Powershell is no different than other languages in that it has strong and baked-in text manipulation...but it isn't (to me) as intuitive as some other languages due to the function/module/method/cmdlet naming (verb-noun) convention. However, there are "shortcuts" available in the form of built-in operators, which is exactly how we can simplify an problem like the one at hand.
For this example each row would be assigned to the
$string variable via loop process and has a format similar to this:
$string = "Person Last First email@example.com"
In the end, this simple regular expression one-liner did exactly the trick:
$($string -replace '\s+', ' ').split()[-1]
Using the one-liner quickly returns just the email portion of the record:
Breaking It Down
To explain the one-liner, we start by using Powershell's ability to do an in-line
-replace and take out/account for n>1 spaces between fields by replacing multiple instances of the "space" character with just one:
$string -replace '\s+', ' '
We then use the
.split() operator to split the string into its distinct data points, using the default delimiter (space):
$($string -replace '\s+', ' ').split()
Since the field/data in question is always last in a record, we use
[-1] to grab the last instance from the previous operation:
$($string -replace '\s+', ' ').split()[-1]
There's a Place for One-Liners!
In the tech community there's a love-hate relationship with one-liners. Some folks love them, and others think they only exist to encourage unnecessarily "creative" (read: complex) solutions that are difficult to read and maintain. I think both of those things can be true, but like the ternary operator when used judiciously and for the right purpose (and not just to be "cute" or "smart") one-liners can be both easily readable and highly effective.

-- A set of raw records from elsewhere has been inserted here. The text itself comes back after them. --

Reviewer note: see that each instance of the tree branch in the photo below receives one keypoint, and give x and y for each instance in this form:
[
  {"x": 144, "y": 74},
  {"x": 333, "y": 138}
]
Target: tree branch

And I got to help a friend solve a weird situation in a language he's not super familiar with.
Unrelated: I Took a Break
This is my first post in quite some time (since late October). Some of the stuff I'd queued up to write about just hadn't fully marinated/baked, and I was running out of time/energy to tinker the last 20%. So that stuff is still in the machine and will publish as I finish them out. I've been spending a bunch of time working in Home Assistant and doing some fun 3D printing, though, and on the encouragement of some folks I intend to post about some of those adventures over the next couple of months!